In a weekly report, the Health Department said the number of cases in the state found to have been caused by BA.2 more than tripled last week, from 10 to 34.

According to CDC estimates updated Tuesday, the subvariant caused 54.9% of cases nationwide last week, up from 39% the previous week.

John Vinson, CEO of the Arkansas Pharmacists Association, said that while pharmacists have heard from people eager to get a second booster dose, he doesn't think uptake will be "as high as we would like."

He said he'd still like to see more people getting their first booster dose.

According to the CDC, about 21% of Arkansans were fully vaccinated and had received a booster as of Tuesday.

Among those age 65 and older, the percentage was about 49%.

"We're unfortunately continuing to see hospitalizations and deaths because I don't think we have enough patients vaccinated or boosted," Vinson said.

He said he's also concerned about the end of the federal program that has reimbursed providers for vaccinating the uninsured.

Due to a lack of funding from Congress, the Covid-19 Uninsured Program stopped accepting claims for covid-19 treatment and testing last week.

It's set to stop accepting claims for vaccinations on Wednesday. Providers who administer vaccines must still offer them at no charge to the patient, however, and can't refuse a patient due to a lack of health coverage.

Vinson said he hasn't heard of pharmacies that have stopped carrying the covid-19 vaccines as a result of the change, but he has heard of some that are no longer holding community vaccination events targeting the uninsured population.

"I think there will be less of those because there aren't as many volunteers now, and there's no way to recover your costs if you have to pay staff to be there on a Saturday or Sunday," Vinson said.

Dillaha said the Health Department, which receives other federal funding for vaccinations, will continue to offer the vaccines at its local health units around the state.

"That is our biggest concern, is that [the end of the Covid-19 Uninsured Program] could promote disparities among people who have decreased access to vaccines -- people with low income or people who are uninsured," she said.


The state's cumulative count of cases since March 2020 rose Tuesday to 832,718.
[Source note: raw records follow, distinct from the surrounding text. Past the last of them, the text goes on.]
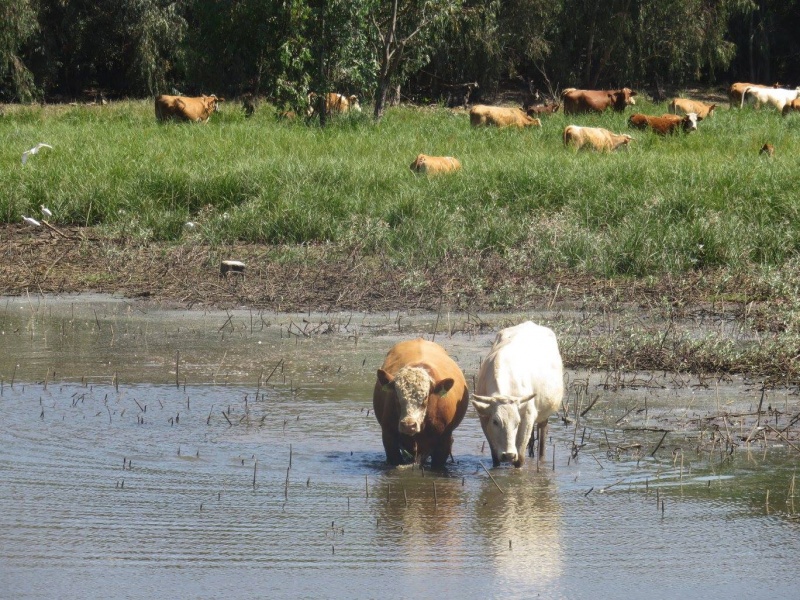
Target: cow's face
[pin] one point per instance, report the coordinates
(501, 419)
(413, 388)
(354, 105)
(690, 122)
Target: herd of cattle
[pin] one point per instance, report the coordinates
(683, 116)
(421, 396)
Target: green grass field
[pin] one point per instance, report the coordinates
(686, 202)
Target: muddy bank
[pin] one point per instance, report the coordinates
(701, 322)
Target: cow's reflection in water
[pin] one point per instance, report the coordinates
(464, 521)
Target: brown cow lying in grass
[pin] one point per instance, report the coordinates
(542, 109)
(594, 138)
(499, 116)
(431, 165)
(184, 108)
(664, 124)
(684, 106)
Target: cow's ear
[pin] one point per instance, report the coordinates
(482, 405)
(386, 380)
(443, 386)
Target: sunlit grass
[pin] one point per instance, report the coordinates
(664, 205)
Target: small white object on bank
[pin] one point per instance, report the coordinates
(28, 153)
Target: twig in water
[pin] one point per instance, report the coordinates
(490, 475)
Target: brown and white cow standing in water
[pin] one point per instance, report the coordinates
(431, 165)
(684, 106)
(185, 108)
(595, 138)
(665, 124)
(584, 101)
(520, 384)
(420, 397)
(501, 116)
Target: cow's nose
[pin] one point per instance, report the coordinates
(409, 427)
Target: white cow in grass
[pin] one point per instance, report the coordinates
(778, 98)
(520, 384)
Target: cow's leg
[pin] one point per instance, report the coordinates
(542, 429)
(495, 457)
(391, 444)
(441, 452)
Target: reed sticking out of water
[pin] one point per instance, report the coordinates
(661, 441)
(490, 476)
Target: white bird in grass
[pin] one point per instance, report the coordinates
(34, 150)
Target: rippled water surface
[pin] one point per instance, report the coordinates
(258, 471)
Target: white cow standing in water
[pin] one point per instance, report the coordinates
(520, 384)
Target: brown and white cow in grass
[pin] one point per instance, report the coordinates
(500, 116)
(420, 397)
(594, 138)
(520, 384)
(793, 106)
(335, 103)
(684, 106)
(665, 124)
(737, 89)
(184, 108)
(778, 98)
(586, 101)
(431, 165)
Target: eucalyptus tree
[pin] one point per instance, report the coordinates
(18, 19)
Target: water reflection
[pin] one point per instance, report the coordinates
(521, 527)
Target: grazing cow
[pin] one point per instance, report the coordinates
(184, 108)
(793, 106)
(595, 138)
(499, 116)
(520, 384)
(683, 106)
(542, 109)
(664, 124)
(584, 101)
(736, 91)
(778, 98)
(431, 165)
(420, 397)
(334, 103)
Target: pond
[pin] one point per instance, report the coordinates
(255, 469)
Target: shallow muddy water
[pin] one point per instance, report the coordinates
(258, 470)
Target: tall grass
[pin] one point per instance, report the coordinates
(664, 205)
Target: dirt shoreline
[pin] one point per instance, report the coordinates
(58, 260)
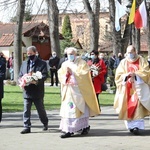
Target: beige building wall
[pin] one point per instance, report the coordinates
(81, 27)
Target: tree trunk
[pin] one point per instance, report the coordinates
(53, 14)
(18, 38)
(148, 27)
(94, 22)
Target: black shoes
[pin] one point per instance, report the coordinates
(66, 135)
(135, 131)
(45, 127)
(25, 131)
(85, 131)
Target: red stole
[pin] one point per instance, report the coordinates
(132, 98)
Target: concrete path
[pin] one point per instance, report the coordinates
(107, 133)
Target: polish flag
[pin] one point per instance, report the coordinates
(140, 19)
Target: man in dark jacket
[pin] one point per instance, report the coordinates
(53, 63)
(2, 77)
(34, 92)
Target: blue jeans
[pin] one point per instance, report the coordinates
(40, 109)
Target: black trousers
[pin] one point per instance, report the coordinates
(53, 73)
(0, 110)
(39, 104)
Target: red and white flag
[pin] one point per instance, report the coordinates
(140, 19)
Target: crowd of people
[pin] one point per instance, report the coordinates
(81, 80)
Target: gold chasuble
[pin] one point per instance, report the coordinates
(130, 101)
(82, 76)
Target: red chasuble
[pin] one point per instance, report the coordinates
(132, 98)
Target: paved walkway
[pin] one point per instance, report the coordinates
(107, 133)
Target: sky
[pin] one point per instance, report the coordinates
(8, 8)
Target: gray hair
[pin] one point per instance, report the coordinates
(33, 48)
(71, 49)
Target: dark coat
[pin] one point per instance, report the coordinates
(53, 62)
(2, 77)
(34, 91)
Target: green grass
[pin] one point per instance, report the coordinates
(13, 100)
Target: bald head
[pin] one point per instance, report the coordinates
(131, 49)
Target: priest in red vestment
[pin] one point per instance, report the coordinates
(132, 98)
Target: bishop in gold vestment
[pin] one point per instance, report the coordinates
(77, 95)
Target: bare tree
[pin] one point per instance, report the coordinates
(93, 16)
(18, 38)
(53, 14)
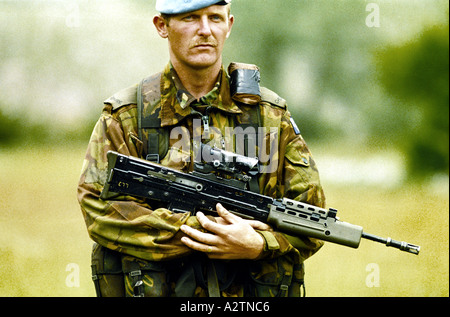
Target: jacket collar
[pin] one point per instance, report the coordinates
(176, 101)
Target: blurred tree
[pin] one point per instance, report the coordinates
(9, 129)
(417, 73)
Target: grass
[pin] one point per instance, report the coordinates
(44, 242)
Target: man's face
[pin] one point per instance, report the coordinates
(196, 39)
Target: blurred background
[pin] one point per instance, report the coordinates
(367, 83)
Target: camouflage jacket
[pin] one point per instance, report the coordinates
(148, 231)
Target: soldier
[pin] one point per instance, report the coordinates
(143, 249)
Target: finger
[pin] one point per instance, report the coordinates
(208, 224)
(225, 214)
(197, 246)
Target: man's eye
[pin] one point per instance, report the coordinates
(216, 18)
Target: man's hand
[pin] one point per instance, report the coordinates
(231, 238)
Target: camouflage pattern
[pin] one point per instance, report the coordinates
(147, 231)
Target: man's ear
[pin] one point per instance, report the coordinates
(161, 26)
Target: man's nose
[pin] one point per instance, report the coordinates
(204, 27)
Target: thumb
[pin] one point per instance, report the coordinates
(225, 214)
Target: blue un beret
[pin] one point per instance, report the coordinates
(184, 6)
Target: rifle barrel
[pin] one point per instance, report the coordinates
(401, 245)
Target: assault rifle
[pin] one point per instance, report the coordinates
(208, 185)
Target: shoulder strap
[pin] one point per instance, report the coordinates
(154, 137)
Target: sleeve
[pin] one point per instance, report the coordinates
(128, 225)
(295, 176)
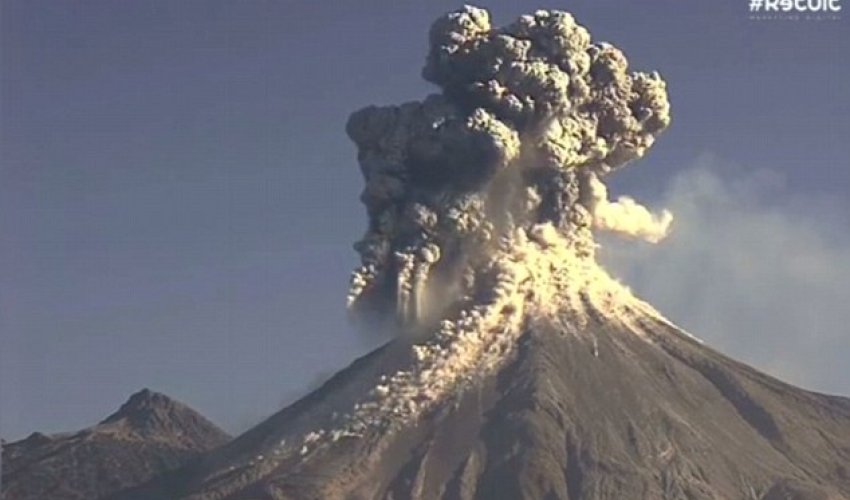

The Health Department's tally of vaccine doses that had been administered rose by 900, which was smaller by 474 than the daily increase a week earlier.

Booster shots made up 32% of the most recent increase.

The count of first doses rose by 339, which was down by more than 100 from the increase in first doses a week earlier.

Already at its lowest level since the Health Department started regularly releasing vaccination numbers in January 2021, the average number of total doses administered over a rolling seven-day period fell Tuesday to 915.

The average for first doses, also already at a record low, fell to 319.

According to the CDC, 66.2% of Arkansans had received at least one dose as of Tuesday, and 53.9% were fully vaccinated.

Of those who had been fully vaccinated, 38.6% had received a booster dose.

Among the states and District of Columbia, Arkansas ranked 37th in the percentage of its residents who had received at least one dose and 46th, ahead of Idaho, Louisiana, Mississippi, Wyoming and Alabama, in the percentage who were fully vaccinated.

Nationally, 76.9% of people had received at least one dose, and 65.5% were fully vaccinated.

Of the fully vaccinated population nationally, 44.8% had received a booster dose.